Album Review: Clap Your Hands Say Yeah - Hysterical

Label: V2
Released: 12th September

Let me start by talking about The Killers. You remember them right? They came out of nowhere with a barnstorming album in Hot Fuss, full of chart-slaying singles, and then went a bit... well... off. It was clear that they wanted a new sound, which worked for some singles, but generally destroyed what had gone before. This reviewer even walked out of their headline Leeds Festival set around the release of Day & Age as they'd lost the dancing, arms-in-the-air side of their performance that had drawn many in before (although Hot Club De Paris and Young Knives were on another stage)!

So why mention The Killers at this junction? This is a Clap Your Hands Say Yeah review after all. Well, several years after The Killers experimented with a change in sound, CYHSY have actually followed them down the route of that same sound, but here the results actually work. Comparisons will always exist, as if you squint your ears on Hysterical's longest track, 'Adam's Plane', or on 'Siesta (For Snake)' you may even think you're listening to Mr. Flowers. That illusion soon disappears when other tracks follow.

Despite this, to pin this album down to one sound actually does it a disservice. Hysterical marks a step change for a band who's first record was undoubtedly “indie”, whilst their second felt like they were trying to be deliberately obtuse at times and certainly not mainstream. This third record, ambitious at 55 minutes, actually broadens, refines and cleans up their sound. Songs still feel distinctly CYHSY due to Alec's vocals (more on that later), but of their three, it feels like this record has had the most care in its composition. The contribution of strings and piano, in particular, at times feel so beautiful that the music to these songs would happily stand alone of the vocals as an enthralling instrumental.

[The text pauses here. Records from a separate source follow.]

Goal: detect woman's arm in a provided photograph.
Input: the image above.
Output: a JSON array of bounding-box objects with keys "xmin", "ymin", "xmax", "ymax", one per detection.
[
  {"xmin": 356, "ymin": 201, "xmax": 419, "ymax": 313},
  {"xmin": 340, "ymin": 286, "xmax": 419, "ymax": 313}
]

And this of course is where most people's love affair with CYHSY would immediately come to an abrupt stop, the vocals. To my ears the voice of Alec Ounsworth actually perfectly complements the music, particularly on tracks like 'Hysterical' and 'Ketamine And Ecstasy', but to others his voice will sound whiny or moany. It is fair that his vocal style is the reason that so few lyrics are referenced in this review, as they can often be indecipherable, but personally that is not a reason to avoid this excellent and wide ranging album.

Hysterical offers something that few other albums do, in that every song feels like it has its place. Strangely, despite its length, this record doesn't feel long, with the evolution of the sound as the record progresses being the likely cause of this. From the really “big” opening tracks of 'Same Mistake' and 'Hysterical' to quieter numbers like 'In A Motel', there is certainly no room for filler. A good example of this is 'Maniac', which sounded rather ordinary as a free-download release in advance, but between 'Misspent Youth' and 'Into Your Alien Arms' it's place is clear. I've not tried it myself, but I'm certain this LP would sound at its best through the largest speakers possible to truly appreciate the breadth of the audio.

Many will say that they don't like CYHSY in much the same way as Marmite, however if you think you know Clap Your Hands Say Yeah, I can certainly say that with the release of Hysterical that it's worth not jumping to conclusions. In short, buy this record and give them a second (or possibly third) chance.